Getting back to Dylan, he found himself in an alley in a dark but modern city at night.  Gathering the pieces of the T.V., he put it back together.  He also collected his other stuff, and began to look around.  Within a few minutes, he had been picked up by the police.

These guys were not your run-of-the-mill cops.  They were the psi police.  They made the thought control of Orwell's 1984 look amateurish.  Each was hand-picked, and trained in mind reading techniques.  When they wondered what you were thinking, they just listened.  Dylan was picked up because it was against the law to be out after dark.

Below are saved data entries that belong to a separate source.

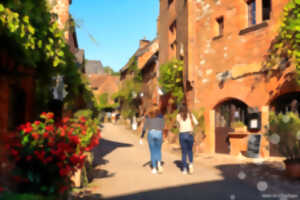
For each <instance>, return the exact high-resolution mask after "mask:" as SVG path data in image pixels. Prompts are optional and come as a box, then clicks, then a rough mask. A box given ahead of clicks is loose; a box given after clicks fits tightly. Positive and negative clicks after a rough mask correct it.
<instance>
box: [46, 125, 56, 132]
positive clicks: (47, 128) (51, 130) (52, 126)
mask: <svg viewBox="0 0 300 200" xmlns="http://www.w3.org/2000/svg"><path fill="white" fill-rule="evenodd" d="M45 129H46V131H49V132H52V131H54V127H53V126H46V127H45Z"/></svg>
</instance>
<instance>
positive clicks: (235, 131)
mask: <svg viewBox="0 0 300 200" xmlns="http://www.w3.org/2000/svg"><path fill="white" fill-rule="evenodd" d="M231 128H233V129H234V131H235V132H246V131H247V127H246V125H245V124H244V123H243V122H242V121H235V122H232V123H231Z"/></svg>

It would have been a routine arrest, but they quickly recognized that this kid was different.  First, there was no record of him--his identity was not on file.  Second, he had a very powerful psionic mind--not surprising, considering the work he had done with it in NagaWorld.  Third, the equipment he had with him was very unusual.  The television and game systems were technologically very advanced, and unlike the systems in use in their world--the T.V. could receive channels which did not exist.  The psionic devices were even more troublesome.  Psionic devices were unknown to these psions, but they could tell that these strange objects were responsive to psionic power.  Fourth, as soon as he realized that they were reading his mind, the kid put up a series of mental defenses unlike anything they had ever faced.  Probably they could wear him down; but he was just a kid, and they would prefer to harness power like that for their own ends.  They took him to interrogation, and asked him who he was.

He told them the truth.  That really stymied them.

It happened that some of the things I had sent him through the scriff mail--the bow and arrows, I think--arrived in the alley right after he did.  The police found them, and asked what he knew about them.  He told them that I had sent them there for him.  Now they were really intrigued.  It appeared that the boy, as powerful as his mind was, was the student of an even greater psionicist, one with the power to transfer matter across space.  They wanted me, too.  But Dylan's story was that I was in another world, and they couldn't believe that such an other world existed.  They asked him if he had any proof that such other worlds were even possible.  He said he could prove it.  They just had to provide him with some wire and an electrical outlet, and he would be able to prove to them that all he had told them about traveling from universe to universe, all he had said about gathering these things in alien worlds and taking them with him, was all true.

Expecting that the experiment would prove him wrong, and allow them to discover the true location of his allies, they brought him what he requested.  He connected the wires to the wall outlet, and grabbed the ends.  It was over in a minute, and he and all of his gear were scattered across the hot sand of a vast desert.  He had proved it, and the information would do them no good at all.